The crisis began in December 2013 when the so-called Islamic State (IS) group took the city of Fallujah, and the fighting has now spread to most of northern and central Iraq. As a result of the recent broadening of the conflict in Iraq, many more people—numbering in the hundreds of thousands—have been moving.
In addition to this, we shouldn’t forget that Iraq—and the Kurdish region in particular—hosts around one-quarter million refugees who fled the civil war in Syria.
Health Care in Conflict
We try our best to assist the most affected population and provide medical and humanitarian assistance to areas located as close as possible to the front lines. These zones are extremely difficult to access and the population is struggling to get assistance. In these areas, the needs are high, and the disruption of services and the destruction of infrastructure are severe. We use a flexible approach, sending out small mobile medical clinics to buffer areas as soon as they become safe enough. In March alone, MSF teams provided 22,041 consultations.
Many of our patients need medication for chronic diseases. The majority are women and children, most of whom have not seen a doctor for months. Mostly people are deeply traumatized—they have lost everything, some have seen their loved ones die, and their future is uncertain. So we also include mental health in our services as often as possible.
Our medical teams struggle to reach difficult and remote areas such as Zummar and other villages in northern Nineveh. MSF is offering a comprehensive range of medical services in Kirkuk and in several other locations along the road to Tuz Khurmato in Salah ad Din, including primary health care, sexual and reproductive health care, treatment for noncommunicable diseases, and mental health care. A medical team is in place in Abu Ghraib to provide health care services to the thousands of families fleeing Ramadi in recent days.
Dealing with Insecurity
The extremely volatile security situation is a difficult fact of life for Iraqis, and the main obstacle our teams face on the ground. We accept the risks because we can see the desperate conditions of our patients. Sometimes MSF teams are forced to withdraw suddenly due to attacks, military operations, or serious security incidents.
In some areas, unexploded devices pose a real risk to our teams, and checkpoints can also be targeted. We have to constantly monitor the security situation to mitigate risks. Keeping communication channels with officials, sheikhs, and tribal and community leaders open is paramount for us to be accepted by the community, carry out our work, and preserve our neutrality in such a volatile, fragmented, and polarized environment.
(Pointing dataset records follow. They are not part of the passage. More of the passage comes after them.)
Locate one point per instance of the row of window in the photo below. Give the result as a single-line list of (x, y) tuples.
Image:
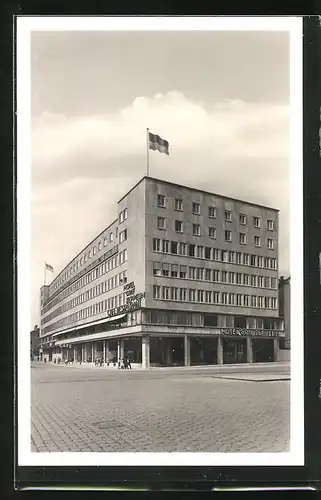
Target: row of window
[(104, 268), (212, 212), (108, 238), (211, 233), (88, 312), (158, 317), (210, 253), (218, 276), (105, 286), (212, 297)]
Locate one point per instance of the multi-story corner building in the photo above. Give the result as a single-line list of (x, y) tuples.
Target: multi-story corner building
[(285, 312), (182, 276)]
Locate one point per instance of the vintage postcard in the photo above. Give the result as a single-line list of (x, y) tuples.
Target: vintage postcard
[(160, 241)]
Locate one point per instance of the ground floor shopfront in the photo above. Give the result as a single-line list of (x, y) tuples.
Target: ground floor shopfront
[(171, 350)]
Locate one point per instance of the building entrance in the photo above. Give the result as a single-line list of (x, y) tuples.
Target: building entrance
[(263, 350), (203, 351), (234, 351)]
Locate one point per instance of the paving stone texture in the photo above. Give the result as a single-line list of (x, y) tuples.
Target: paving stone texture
[(194, 410)]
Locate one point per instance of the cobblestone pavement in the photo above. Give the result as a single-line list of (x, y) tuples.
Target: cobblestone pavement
[(98, 410)]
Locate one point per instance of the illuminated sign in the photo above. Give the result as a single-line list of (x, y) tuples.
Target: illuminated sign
[(243, 332), (133, 301)]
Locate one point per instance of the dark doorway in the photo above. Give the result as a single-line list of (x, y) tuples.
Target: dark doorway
[(234, 351), (203, 351), (263, 350)]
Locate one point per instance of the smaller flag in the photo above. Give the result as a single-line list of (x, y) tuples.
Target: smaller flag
[(156, 143), (49, 267)]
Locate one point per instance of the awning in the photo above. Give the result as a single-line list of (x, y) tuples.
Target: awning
[(93, 323)]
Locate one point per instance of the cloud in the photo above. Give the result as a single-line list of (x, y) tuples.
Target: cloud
[(81, 166)]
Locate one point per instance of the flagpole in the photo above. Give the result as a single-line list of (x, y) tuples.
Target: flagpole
[(147, 144)]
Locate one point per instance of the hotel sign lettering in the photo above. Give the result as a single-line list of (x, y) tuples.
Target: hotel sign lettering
[(133, 301), (243, 332)]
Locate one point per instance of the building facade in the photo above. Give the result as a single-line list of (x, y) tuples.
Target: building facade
[(182, 277)]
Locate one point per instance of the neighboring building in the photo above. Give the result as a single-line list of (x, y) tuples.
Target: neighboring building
[(182, 276), (34, 343), (285, 312)]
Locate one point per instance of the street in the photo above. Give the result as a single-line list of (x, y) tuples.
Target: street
[(209, 409)]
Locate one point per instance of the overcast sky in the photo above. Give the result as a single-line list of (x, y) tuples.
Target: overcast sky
[(221, 99)]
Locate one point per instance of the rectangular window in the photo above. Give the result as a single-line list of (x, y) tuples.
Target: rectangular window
[(191, 250), (182, 247), (212, 212), (208, 274), (182, 272), (200, 252), (208, 252), (192, 273), (270, 225), (267, 282), (253, 259), (253, 280), (161, 200), (228, 216), (216, 275), (165, 246), (270, 244), (178, 204), (196, 230), (242, 239), (238, 258), (246, 300), (224, 298), (165, 269), (174, 247), (238, 278), (238, 299), (256, 222), (224, 276), (224, 255), (160, 223), (199, 273), (196, 209), (243, 220), (232, 299), (231, 278), (157, 269), (231, 257), (178, 226), (174, 270), (156, 246)]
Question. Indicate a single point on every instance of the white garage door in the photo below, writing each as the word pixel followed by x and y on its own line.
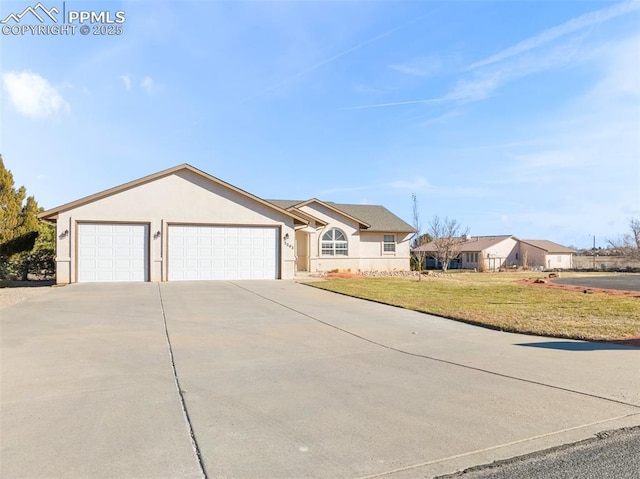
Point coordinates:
pixel 112 252
pixel 222 252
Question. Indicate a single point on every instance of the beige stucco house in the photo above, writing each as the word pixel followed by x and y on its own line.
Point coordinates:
pixel 546 254
pixel 491 253
pixel 184 224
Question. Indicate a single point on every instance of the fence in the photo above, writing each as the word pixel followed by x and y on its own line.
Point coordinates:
pixel 606 263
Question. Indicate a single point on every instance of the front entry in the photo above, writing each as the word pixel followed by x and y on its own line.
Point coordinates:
pixel 302 251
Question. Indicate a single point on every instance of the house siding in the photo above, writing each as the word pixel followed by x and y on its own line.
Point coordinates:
pixel 364 248
pixel 182 197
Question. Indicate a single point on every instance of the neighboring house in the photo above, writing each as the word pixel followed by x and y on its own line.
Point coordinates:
pixel 184 224
pixel 491 253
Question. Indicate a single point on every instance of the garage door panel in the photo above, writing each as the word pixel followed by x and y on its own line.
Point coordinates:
pixel 222 252
pixel 112 252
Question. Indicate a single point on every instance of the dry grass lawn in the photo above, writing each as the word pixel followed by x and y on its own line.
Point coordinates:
pixel 498 301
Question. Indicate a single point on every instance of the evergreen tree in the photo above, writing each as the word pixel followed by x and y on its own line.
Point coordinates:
pixel 27 245
pixel 11 200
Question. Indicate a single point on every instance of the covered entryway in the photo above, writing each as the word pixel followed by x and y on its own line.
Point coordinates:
pixel 112 252
pixel 222 252
pixel 302 250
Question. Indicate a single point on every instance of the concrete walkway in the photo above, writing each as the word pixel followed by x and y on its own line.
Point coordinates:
pixel 283 380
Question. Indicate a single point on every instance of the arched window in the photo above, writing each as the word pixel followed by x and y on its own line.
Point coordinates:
pixel 334 243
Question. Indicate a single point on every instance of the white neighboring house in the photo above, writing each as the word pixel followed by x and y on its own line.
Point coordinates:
pixel 491 253
pixel 184 224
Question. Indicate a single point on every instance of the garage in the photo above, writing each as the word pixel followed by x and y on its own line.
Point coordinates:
pixel 222 252
pixel 112 252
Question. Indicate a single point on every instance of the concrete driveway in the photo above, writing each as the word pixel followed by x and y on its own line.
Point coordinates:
pixel 278 379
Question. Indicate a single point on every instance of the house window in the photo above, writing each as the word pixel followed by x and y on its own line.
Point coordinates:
pixel 389 243
pixel 334 243
pixel 471 257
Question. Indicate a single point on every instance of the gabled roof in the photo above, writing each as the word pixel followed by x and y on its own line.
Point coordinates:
pixel 374 218
pixel 473 244
pixel 332 207
pixel 53 213
pixel 379 218
pixel 549 246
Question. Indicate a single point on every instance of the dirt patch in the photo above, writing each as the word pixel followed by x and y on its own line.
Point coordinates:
pixel 344 275
pixel 579 289
pixel 13 294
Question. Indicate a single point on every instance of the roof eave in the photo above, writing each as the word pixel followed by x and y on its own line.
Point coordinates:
pixel 54 212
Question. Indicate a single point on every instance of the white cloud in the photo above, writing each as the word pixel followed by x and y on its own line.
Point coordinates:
pixel 573 25
pixel 422 66
pixel 33 95
pixel 484 83
pixel 126 79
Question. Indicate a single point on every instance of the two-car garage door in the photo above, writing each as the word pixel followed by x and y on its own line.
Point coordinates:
pixel 222 252
pixel 120 252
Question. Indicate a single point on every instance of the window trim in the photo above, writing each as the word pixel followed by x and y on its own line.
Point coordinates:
pixel 391 243
pixel 334 247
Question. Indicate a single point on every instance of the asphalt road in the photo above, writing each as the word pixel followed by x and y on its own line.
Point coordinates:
pixel 625 282
pixel 612 455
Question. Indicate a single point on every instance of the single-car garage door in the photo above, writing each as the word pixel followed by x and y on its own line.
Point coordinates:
pixel 222 252
pixel 112 252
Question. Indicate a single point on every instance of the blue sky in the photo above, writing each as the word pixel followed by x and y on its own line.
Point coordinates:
pixel 512 117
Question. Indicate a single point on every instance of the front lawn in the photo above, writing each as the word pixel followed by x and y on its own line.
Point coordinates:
pixel 498 301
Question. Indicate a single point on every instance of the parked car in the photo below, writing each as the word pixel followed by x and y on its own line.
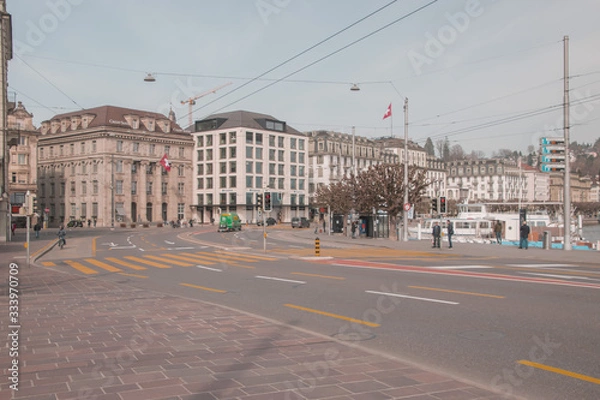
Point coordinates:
pixel 270 221
pixel 300 222
pixel 76 223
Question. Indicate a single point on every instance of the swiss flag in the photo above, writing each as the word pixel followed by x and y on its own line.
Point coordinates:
pixel 165 163
pixel 388 112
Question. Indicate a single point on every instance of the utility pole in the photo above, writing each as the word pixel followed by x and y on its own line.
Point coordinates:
pixel 405 211
pixel 567 179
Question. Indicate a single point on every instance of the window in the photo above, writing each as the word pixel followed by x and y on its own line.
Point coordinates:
pixel 119 187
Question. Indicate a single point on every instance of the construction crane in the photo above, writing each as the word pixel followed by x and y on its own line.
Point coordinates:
pixel 192 100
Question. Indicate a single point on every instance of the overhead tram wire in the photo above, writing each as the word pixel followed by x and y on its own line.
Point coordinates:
pixel 50 82
pixel 299 54
pixel 324 57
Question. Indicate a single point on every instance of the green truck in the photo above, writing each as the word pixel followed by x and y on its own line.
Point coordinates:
pixel 230 222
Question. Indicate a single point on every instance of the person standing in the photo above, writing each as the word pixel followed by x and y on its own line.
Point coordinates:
pixel 437 233
pixel 524 235
pixel 450 231
pixel 498 232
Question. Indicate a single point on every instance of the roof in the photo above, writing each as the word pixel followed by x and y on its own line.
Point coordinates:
pixel 115 116
pixel 245 119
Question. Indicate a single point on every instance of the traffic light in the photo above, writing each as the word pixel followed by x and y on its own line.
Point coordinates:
pixel 268 205
pixel 259 201
pixel 553 154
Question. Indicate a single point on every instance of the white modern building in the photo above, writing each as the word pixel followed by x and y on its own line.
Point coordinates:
pixel 240 154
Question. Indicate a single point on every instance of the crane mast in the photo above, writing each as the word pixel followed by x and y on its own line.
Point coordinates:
pixel 192 100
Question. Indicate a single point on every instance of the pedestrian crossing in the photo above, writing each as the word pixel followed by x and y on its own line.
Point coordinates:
pixel 127 264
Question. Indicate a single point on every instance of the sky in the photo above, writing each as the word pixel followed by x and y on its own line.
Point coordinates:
pixel 485 74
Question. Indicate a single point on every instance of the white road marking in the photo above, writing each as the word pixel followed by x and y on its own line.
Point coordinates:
pixel 541 265
pixel 412 297
pixel 561 276
pixel 279 279
pixel 208 268
pixel 462 267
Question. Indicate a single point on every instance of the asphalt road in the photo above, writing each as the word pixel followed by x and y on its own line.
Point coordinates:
pixel 507 323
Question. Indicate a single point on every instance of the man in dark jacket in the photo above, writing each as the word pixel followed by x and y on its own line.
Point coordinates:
pixel 436 233
pixel 524 236
pixel 450 229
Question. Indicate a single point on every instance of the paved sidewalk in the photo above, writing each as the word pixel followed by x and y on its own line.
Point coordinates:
pixel 86 338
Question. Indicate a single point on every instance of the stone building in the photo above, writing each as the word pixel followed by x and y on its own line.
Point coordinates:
pixel 103 164
pixel 22 166
pixel 238 155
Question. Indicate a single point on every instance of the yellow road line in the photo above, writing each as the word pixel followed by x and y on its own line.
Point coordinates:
pixel 319 276
pixel 134 275
pixel 80 267
pixel 187 258
pixel 561 371
pixel 327 314
pixel 457 291
pixel 203 288
pixel 147 262
pixel 102 265
pixel 125 263
pixel 181 264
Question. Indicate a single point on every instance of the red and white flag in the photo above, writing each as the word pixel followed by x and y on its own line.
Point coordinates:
pixel 388 112
pixel 165 163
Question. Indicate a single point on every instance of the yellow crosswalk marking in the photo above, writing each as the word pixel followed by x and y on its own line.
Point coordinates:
pixel 188 258
pixel 181 264
pixel 80 267
pixel 102 265
pixel 125 263
pixel 147 262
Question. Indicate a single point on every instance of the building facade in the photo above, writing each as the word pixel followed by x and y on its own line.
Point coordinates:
pixel 22 150
pixel 334 156
pixel 240 154
pixel 482 180
pixel 102 165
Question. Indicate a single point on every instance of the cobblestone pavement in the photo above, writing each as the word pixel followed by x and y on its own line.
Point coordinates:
pixel 86 338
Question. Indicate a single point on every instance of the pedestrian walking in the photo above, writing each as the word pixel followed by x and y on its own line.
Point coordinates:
pixel 524 236
pixel 61 237
pixel 436 233
pixel 498 232
pixel 37 228
pixel 450 231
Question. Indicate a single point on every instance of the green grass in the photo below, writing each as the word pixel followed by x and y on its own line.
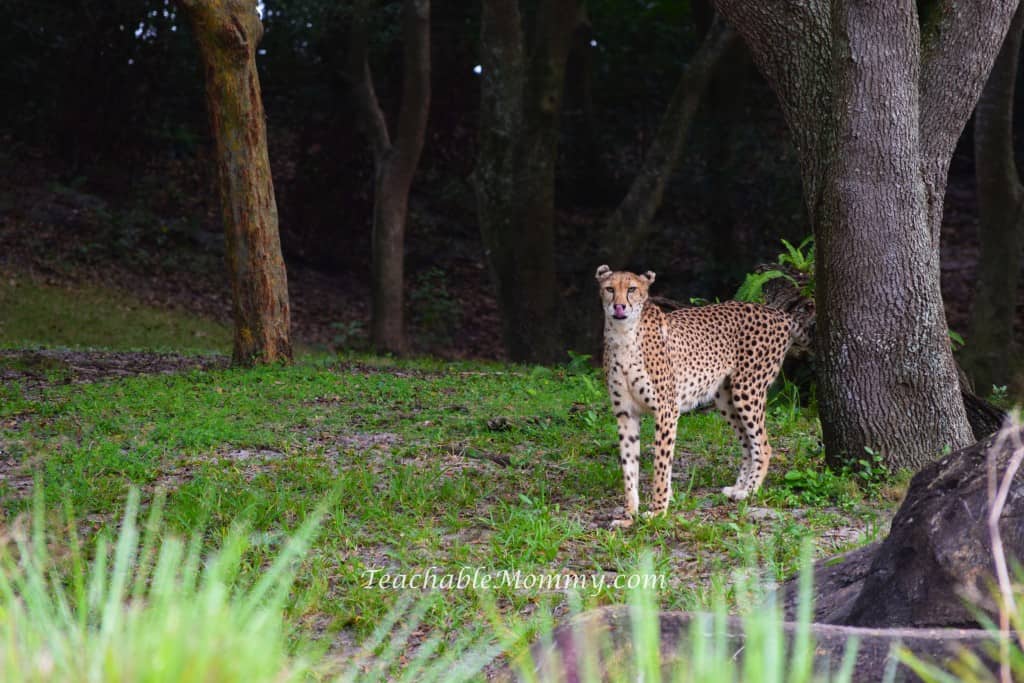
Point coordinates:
pixel 34 313
pixel 423 476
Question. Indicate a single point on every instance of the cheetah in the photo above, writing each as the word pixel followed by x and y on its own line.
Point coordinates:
pixel 667 364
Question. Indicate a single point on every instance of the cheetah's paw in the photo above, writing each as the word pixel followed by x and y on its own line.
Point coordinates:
pixel 735 493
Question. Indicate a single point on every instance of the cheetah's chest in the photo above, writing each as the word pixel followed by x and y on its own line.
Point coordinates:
pixel 629 378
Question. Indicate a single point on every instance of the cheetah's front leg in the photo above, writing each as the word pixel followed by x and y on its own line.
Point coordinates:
pixel 665 449
pixel 629 458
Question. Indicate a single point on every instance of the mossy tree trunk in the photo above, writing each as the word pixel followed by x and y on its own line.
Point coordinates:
pixel 394 161
pixel 1000 203
pixel 520 107
pixel 227 32
pixel 876 95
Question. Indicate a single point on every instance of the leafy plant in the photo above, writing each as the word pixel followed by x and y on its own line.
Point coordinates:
pixel 146 608
pixel 753 287
pixel 800 258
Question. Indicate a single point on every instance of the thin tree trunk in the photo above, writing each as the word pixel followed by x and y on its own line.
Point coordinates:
pixel 876 105
pixel 629 225
pixel 227 32
pixel 394 163
pixel 1000 195
pixel 520 105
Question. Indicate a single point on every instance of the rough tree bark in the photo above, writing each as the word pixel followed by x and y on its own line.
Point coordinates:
pixel 227 32
pixel 1000 203
pixel 394 162
pixel 876 97
pixel 520 104
pixel 629 224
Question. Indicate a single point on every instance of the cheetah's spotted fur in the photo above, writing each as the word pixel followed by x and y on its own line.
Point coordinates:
pixel 668 364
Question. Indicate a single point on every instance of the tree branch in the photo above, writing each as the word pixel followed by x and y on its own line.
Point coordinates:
pixel 791 42
pixel 416 82
pixel 960 42
pixel 502 63
pixel 373 121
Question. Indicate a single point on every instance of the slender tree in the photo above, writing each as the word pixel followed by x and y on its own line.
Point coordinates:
pixel 394 161
pixel 1000 203
pixel 877 93
pixel 227 32
pixel 520 105
pixel 630 223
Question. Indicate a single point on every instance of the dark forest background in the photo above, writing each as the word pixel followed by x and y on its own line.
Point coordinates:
pixel 107 148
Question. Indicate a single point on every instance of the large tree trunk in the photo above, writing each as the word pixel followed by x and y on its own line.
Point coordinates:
pixel 875 128
pixel 227 32
pixel 987 354
pixel 887 373
pixel 394 163
pixel 520 103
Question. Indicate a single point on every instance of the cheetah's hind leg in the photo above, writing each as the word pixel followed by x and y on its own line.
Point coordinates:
pixel 723 401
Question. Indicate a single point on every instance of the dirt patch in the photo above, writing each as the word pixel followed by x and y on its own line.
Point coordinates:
pixel 38 369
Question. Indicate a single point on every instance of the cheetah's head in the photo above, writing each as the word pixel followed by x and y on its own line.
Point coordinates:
pixel 623 293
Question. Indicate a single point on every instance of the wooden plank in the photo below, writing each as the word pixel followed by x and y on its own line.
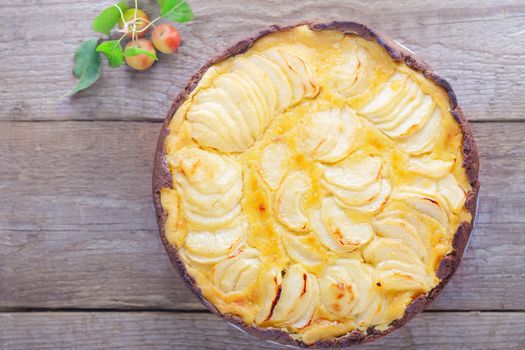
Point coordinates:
pixel 477 45
pixel 78 229
pixel 154 330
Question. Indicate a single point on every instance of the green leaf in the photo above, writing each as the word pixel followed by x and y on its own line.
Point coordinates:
pixel 108 18
pixel 175 10
pixel 113 52
pixel 87 65
pixel 134 51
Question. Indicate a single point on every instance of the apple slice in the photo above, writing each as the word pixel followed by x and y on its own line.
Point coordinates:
pixel 424 139
pixel 244 126
pixel 289 201
pixel 297 71
pixel 304 72
pixel 260 79
pixel 273 161
pixel 415 121
pixel 237 271
pixel 211 184
pixel 391 92
pixel 329 135
pixel 299 299
pixel 398 117
pixel 335 230
pixel 218 242
pixel 426 204
pixel 271 290
pixel 398 276
pixel 350 198
pixel 453 193
pixel 402 230
pixel 354 175
pixel 278 80
pixel 207 129
pixel 302 249
pixel 382 249
pixel 369 306
pixel 430 167
pixel 410 94
pixel 337 292
pixel 253 96
pixel 376 204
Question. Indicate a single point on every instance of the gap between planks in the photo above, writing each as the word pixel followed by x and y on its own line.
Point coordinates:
pixel 194 311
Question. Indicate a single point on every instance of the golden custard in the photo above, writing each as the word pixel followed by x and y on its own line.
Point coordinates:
pixel 317 184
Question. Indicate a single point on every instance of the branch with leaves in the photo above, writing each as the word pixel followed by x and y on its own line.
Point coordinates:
pixel 132 24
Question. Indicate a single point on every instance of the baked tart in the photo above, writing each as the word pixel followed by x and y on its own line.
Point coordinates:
pixel 316 185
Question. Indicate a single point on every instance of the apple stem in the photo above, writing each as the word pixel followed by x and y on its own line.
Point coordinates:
pixel 121 13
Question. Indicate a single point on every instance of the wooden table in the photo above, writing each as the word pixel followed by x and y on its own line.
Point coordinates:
pixel 81 264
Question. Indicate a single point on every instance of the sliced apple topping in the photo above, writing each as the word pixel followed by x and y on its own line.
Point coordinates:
pixel 273 163
pixel 414 121
pixel 298 71
pixel 302 249
pixel 299 299
pixel 337 292
pixel 410 100
pixel 424 139
pixel 381 249
pixel 414 99
pixel 270 293
pixel 352 76
pixel 237 271
pixel 347 291
pixel 452 191
pixel 289 201
pixel 335 230
pixel 389 96
pixel 234 111
pixel 398 228
pixel 354 175
pixel 329 135
pixel 430 167
pixel 211 246
pixel 210 186
pixel 375 205
pixel 399 276
pixel 425 200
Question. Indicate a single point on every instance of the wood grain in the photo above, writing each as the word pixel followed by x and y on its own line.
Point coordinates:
pixel 154 330
pixel 477 45
pixel 77 228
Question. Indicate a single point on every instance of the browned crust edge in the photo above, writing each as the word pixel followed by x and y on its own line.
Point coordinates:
pixel 448 265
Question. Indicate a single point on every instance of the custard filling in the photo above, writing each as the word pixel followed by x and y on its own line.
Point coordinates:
pixel 317 184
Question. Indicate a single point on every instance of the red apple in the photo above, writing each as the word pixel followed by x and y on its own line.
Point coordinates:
pixel 140 22
pixel 165 38
pixel 142 61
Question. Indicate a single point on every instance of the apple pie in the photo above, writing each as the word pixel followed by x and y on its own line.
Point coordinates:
pixel 316 184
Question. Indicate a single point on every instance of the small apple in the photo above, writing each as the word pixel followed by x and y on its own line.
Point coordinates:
pixel 165 38
pixel 142 61
pixel 140 22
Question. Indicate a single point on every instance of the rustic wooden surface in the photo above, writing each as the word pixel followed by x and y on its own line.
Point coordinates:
pixel 81 265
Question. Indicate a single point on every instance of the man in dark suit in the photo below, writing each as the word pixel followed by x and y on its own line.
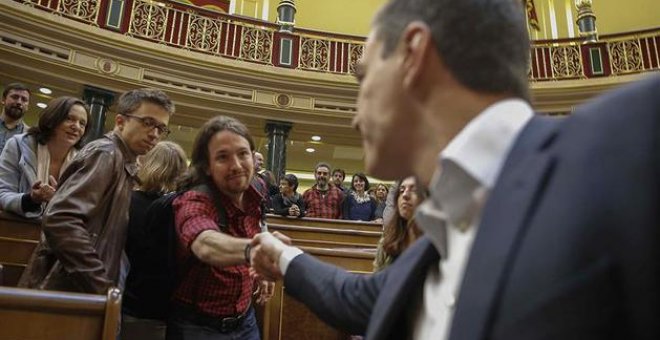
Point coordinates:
pixel 536 228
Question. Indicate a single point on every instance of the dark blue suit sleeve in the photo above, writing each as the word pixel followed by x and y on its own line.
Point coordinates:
pixel 342 299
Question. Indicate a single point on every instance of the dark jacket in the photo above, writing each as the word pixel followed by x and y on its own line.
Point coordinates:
pixel 85 223
pixel 282 208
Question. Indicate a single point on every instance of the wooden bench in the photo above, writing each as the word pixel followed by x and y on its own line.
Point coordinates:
pixel 305 236
pixel 37 314
pixel 18 238
pixel 348 244
pixel 325 223
pixel 285 318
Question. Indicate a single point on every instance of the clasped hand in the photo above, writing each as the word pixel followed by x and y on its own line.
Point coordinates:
pixel 265 254
pixel 40 192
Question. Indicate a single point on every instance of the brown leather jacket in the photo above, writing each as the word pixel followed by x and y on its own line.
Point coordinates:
pixel 84 225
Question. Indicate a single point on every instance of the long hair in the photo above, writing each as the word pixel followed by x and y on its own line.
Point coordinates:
pixel 53 115
pixel 395 232
pixel 378 200
pixel 161 167
pixel 200 156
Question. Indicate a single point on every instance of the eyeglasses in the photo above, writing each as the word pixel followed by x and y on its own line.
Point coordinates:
pixel 151 123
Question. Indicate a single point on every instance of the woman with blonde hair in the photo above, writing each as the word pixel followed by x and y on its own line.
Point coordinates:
pixel 31 163
pixel 158 174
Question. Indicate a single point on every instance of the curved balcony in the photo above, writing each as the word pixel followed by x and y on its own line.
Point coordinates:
pixel 211 63
pixel 197 29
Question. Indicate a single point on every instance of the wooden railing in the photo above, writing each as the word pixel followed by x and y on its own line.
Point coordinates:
pixel 41 315
pixel 18 238
pixel 347 244
pixel 210 32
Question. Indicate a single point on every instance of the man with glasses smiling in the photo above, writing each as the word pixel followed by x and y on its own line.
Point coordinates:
pixel 85 222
Despite the challenging security environment our activities show that it is possible for international humanitarian organizations to operate in these areas.
International Aid Must Be Stepped Up
Thousands of displaced Iraqis are still living without basic humanitarian assistance. We see far too little international assistance compared to the needs—most aid comes from local actors and remains largely insufficient. The humanitarian response in central Iraq been too weak for over a year, and today there is still no concrete contingency plan in place to address continued mass displacement as the fighting spreads.
We fear for those living in areas that might soon be engulfed in the conflict. MSF is taking all the provisional steps possible, but several international nongovernmental organizations operating in Iraq are increasingly concerned that funds from international donors might soon be stopped when humanitarian needs are only expected to increase. States and international donors must immediately step up their support and draw up comprehensive contingency plans to adequately respond to further mass displacements.
"The extremely volatile security situation is a difficult fact of life for Iraqis, and the main obstacle our teams face on the ground. We accept the risks because we can see the desperate conditions of our patients."